Regulation by anti‐inflammatory cytokines (IL‐4, IL‐10, IL‐13, TGFβ)of interleukin‐8 production by LPS‐ and/ or TNFα‐activated human polymorphonuclear cells

Abstract

The capacity to down‐regulate the production of IL‐8 by LPS‐activated human polymorphonuclear cells (PMN) has been demonstrated for IL‐4, IL‐10, and TGFβ. We compared their relative capacities and further extended this property to IL‐13. We report a great heterogeneity among individuals related to the responsiveness of PMN to the IL‐4 and IL‐13 inhibitory effects while their response to the IL‐10 effect was homogenous.
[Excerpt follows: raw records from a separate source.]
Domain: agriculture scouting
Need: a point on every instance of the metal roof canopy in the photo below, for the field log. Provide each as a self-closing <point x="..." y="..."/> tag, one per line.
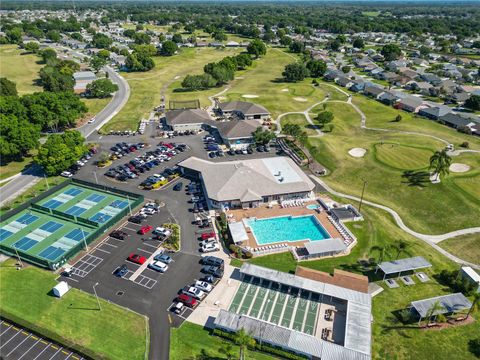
<point x="286" y="338"/>
<point x="401" y="265"/>
<point x="238" y="232"/>
<point x="450" y="303"/>
<point x="324" y="246"/>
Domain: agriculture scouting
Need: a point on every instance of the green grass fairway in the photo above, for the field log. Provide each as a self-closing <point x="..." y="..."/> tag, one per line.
<point x="72" y="320"/>
<point x="146" y="86"/>
<point x="190" y="340"/>
<point x="21" y="68"/>
<point x="400" y="156"/>
<point x="466" y="247"/>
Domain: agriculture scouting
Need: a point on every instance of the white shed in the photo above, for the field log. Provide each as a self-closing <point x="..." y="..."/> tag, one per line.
<point x="61" y="289"/>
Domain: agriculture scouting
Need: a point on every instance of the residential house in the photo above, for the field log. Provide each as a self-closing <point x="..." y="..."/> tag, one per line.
<point x="410" y="104"/>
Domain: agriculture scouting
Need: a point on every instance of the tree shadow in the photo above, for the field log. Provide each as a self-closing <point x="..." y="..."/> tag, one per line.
<point x="416" y="178"/>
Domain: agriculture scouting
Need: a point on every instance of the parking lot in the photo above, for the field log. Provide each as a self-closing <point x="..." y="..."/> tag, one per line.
<point x="17" y="343"/>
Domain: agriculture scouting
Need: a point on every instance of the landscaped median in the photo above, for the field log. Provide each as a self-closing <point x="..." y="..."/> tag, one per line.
<point x="74" y="320"/>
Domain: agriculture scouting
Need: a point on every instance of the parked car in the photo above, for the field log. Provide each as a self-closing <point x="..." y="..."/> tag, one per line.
<point x="158" y="266"/>
<point x="145" y="229"/>
<point x="118" y="234"/>
<point x="210" y="247"/>
<point x="137" y="259"/>
<point x="121" y="271"/>
<point x="163" y="258"/>
<point x="188" y="301"/>
<point x="193" y="292"/>
<point x="213" y="261"/>
<point x="203" y="285"/>
<point x="212" y="270"/>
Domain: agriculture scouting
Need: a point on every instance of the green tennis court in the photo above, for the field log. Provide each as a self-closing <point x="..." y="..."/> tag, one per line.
<point x="54" y="228"/>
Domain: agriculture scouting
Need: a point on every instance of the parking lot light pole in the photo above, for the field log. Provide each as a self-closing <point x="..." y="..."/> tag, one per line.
<point x="84" y="240"/>
<point x="96" y="296"/>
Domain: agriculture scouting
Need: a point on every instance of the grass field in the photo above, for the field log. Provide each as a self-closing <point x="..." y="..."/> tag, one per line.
<point x="21" y="68"/>
<point x="466" y="247"/>
<point x="112" y="333"/>
<point x="190" y="340"/>
<point x="146" y="87"/>
<point x="392" y="340"/>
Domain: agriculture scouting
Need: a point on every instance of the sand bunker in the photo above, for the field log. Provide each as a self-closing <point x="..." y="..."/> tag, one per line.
<point x="300" y="99"/>
<point x="357" y="152"/>
<point x="457" y="167"/>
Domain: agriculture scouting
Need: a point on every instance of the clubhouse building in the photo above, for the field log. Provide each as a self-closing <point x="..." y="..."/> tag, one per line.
<point x="249" y="183"/>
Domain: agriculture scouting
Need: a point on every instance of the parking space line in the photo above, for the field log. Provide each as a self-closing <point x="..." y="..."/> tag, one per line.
<point x="31" y="347"/>
<point x="46" y="347"/>
<point x="5" y="343"/>
<point x="19" y="344"/>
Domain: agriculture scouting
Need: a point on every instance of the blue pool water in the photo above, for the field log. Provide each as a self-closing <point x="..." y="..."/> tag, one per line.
<point x="287" y="228"/>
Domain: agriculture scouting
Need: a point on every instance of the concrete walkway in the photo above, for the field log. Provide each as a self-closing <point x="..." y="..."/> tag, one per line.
<point x="432" y="240"/>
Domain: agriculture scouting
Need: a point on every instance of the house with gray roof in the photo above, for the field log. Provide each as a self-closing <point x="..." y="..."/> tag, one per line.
<point x="236" y="134"/>
<point x="243" y="110"/>
<point x="249" y="183"/>
<point x="186" y="119"/>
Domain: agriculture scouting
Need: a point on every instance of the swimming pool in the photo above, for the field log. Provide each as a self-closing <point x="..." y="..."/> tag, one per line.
<point x="287" y="228"/>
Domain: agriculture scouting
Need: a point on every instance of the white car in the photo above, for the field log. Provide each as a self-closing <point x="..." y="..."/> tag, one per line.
<point x="210" y="247"/>
<point x="206" y="242"/>
<point x="158" y="266"/>
<point x="203" y="285"/>
<point x="193" y="292"/>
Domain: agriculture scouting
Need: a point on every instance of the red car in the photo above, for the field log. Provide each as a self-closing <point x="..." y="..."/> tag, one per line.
<point x="187" y="300"/>
<point x="137" y="259"/>
<point x="145" y="229"/>
<point x="206" y="236"/>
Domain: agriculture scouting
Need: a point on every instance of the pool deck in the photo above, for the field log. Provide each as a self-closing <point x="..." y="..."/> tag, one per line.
<point x="264" y="212"/>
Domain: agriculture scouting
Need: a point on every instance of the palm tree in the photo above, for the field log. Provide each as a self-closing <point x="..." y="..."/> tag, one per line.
<point x="440" y="161"/>
<point x="475" y="304"/>
<point x="244" y="340"/>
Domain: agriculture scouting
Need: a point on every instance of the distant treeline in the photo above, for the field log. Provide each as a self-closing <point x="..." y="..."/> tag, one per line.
<point x="242" y="18"/>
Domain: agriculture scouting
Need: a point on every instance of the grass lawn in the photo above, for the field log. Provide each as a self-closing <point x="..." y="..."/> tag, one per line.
<point x="392" y="340"/>
<point x="190" y="340"/>
<point x="21" y="68"/>
<point x="146" y="87"/>
<point x="74" y="319"/>
<point x="421" y="204"/>
<point x="466" y="247"/>
<point x="14" y="167"/>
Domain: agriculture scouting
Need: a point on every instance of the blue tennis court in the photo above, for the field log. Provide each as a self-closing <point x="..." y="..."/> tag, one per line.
<point x="96" y="198"/>
<point x="76" y="234"/>
<point x="51" y="253"/>
<point x="119" y="204"/>
<point x="100" y="218"/>
<point x="24" y="243"/>
<point x="51" y="226"/>
<point x="52" y="204"/>
<point x="27" y="219"/>
<point x="73" y="191"/>
<point x="75" y="210"/>
<point x="4" y="234"/>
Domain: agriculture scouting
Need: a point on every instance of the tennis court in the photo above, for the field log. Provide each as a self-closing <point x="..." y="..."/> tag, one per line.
<point x="65" y="221"/>
<point x="278" y="304"/>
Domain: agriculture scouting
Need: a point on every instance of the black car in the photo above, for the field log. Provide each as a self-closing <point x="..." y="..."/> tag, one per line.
<point x="135" y="219"/>
<point x="121" y="271"/>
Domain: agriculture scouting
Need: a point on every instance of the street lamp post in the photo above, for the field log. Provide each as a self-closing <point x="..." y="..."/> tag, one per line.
<point x="96" y="296"/>
<point x="361" y="198"/>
The inhibitory activities were observed at the transcriptional level. IL‐8 induction by TNFα was, unlike its induction by LPS, resistant to the inhibitory effects of IL‐10, IL‐4, IL‐13 and TGFβ. Furthermore, IL‐10 and IL‐4 inhibitory activity were less effective when TNFα was acting synergistically with LPS to induce IL‐8 production by PMN. LPS‐induced cell‐associated IL‐8, detected in the PMN cultures, could be marginally inhibited by IL‐4 and IL‐10. Altogether, our data demonstrate that IL‐13 is able to inhibit LPS‐induced IL‐8 production by human PMN, although IL‐10 remains the most active anti‐inflammatory cytokine. Despite the capacity of IL‐4, IL‐10, and IL‐13 to limit the production of TNFα‐induced IL‐8 in a whole blood assay, none was able to inhibit this production when studying isolated human polymorphonuclear cells.